Benjamin Cravatt III, professor and chair of the department of chemical physiology at the Scripps Research Institute, was one of those researchers. In 2010, his group was hunting in one of the molecular libraries for possible inhibitors of an enzyme called phosphatase methylesterase (PME-1), which belongs to a family of enzymes called serine hydrolases.

PME-1 modifies another enzyme, called PP2A, in such a way that PP2A becomes unable to perform one of its usual functions—suppressing tumor cells. If you can get PME-1 off PP2A’s back, however, PP2A can go back to fighting cancer.

One of Fu’s ABLs popped up in Cravatt’s search as a potent and highly selective inhibitor of PME-1. Thus far, it has inhibited PME-1 activity in studies in cells and the brains of mice, making it promising as a possible anti-cancer therapy.

Fu’s group is continuing this project in new labs in the Warren and Katharine Schlinger Laboratory for Chemistry and Chemical Engineering.
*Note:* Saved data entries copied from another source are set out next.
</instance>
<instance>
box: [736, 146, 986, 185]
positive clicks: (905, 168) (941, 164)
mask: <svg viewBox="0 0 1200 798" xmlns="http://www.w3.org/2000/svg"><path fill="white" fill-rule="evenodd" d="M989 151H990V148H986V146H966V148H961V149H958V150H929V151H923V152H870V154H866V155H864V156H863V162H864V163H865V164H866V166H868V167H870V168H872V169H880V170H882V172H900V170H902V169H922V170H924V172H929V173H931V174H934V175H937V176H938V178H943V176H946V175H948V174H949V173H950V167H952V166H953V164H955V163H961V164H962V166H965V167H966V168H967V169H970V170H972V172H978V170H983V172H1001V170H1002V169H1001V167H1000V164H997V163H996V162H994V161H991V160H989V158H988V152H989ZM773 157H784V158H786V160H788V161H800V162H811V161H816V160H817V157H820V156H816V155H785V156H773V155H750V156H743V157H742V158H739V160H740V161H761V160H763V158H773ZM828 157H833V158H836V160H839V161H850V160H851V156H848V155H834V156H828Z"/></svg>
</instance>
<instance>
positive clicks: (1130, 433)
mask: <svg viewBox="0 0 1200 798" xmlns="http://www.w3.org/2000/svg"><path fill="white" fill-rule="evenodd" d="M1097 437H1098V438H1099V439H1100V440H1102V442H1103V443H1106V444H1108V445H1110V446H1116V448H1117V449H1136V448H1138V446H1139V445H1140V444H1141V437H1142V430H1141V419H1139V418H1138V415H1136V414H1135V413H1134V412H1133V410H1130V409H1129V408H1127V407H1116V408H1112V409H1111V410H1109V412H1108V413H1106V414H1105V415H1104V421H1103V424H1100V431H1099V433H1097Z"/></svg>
They are making related ABLs for Cravatt’s group to investigate. “We’re looking for inhibitors of other serine hydrolases,” Fu says. “It turns out there are many, many serine hydrolases, and many of them don’t have known active inhibitors.”
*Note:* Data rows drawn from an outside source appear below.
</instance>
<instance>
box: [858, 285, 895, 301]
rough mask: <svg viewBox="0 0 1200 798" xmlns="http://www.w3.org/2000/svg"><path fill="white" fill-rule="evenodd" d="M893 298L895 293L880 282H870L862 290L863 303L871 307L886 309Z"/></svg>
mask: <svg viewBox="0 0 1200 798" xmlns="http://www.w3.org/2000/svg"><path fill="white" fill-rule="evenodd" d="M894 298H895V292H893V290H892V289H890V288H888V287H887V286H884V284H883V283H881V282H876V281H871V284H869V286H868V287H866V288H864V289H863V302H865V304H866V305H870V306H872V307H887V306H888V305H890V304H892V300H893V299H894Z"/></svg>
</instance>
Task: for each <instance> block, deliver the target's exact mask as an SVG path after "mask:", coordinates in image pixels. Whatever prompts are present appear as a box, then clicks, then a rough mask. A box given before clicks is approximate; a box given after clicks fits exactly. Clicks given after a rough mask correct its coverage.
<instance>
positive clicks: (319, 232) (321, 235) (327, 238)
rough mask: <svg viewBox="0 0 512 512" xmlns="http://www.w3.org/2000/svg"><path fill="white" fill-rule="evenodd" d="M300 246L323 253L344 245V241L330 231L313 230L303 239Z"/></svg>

Fu has spent his academic career in two cities—Cambridge, Massachusetts, and Pasadena. He earned his BS at the Massachusetts Institute of Technology in 1985 and his PhD at Harvard University in 1991. After that, he spent two years working as a postdoctoral fellow with Bob Grubbs, the Victor and Elizabeth Atkins Professor of Chemistry at Caltech. Then, in 1993, Fu headed back east to join the faculty at MIT. Last year, he came to Caltech as a Moore Distinguished Scholar, and this year he became the Altair Professor of Chemistry. He brought 17 members of his lab with him to Caltech, and has already added several Caltech students to his group.

“I think Caltech has a wonderful intellectual atmosphere—one that is very conducive to research,” Fu says.  “After 18-plus years at MIT, I thought it would be healthy to sort of shake things up and try something different.” And it does not hurt, he adds, that he gets to leave those cold Cambridge winters behind.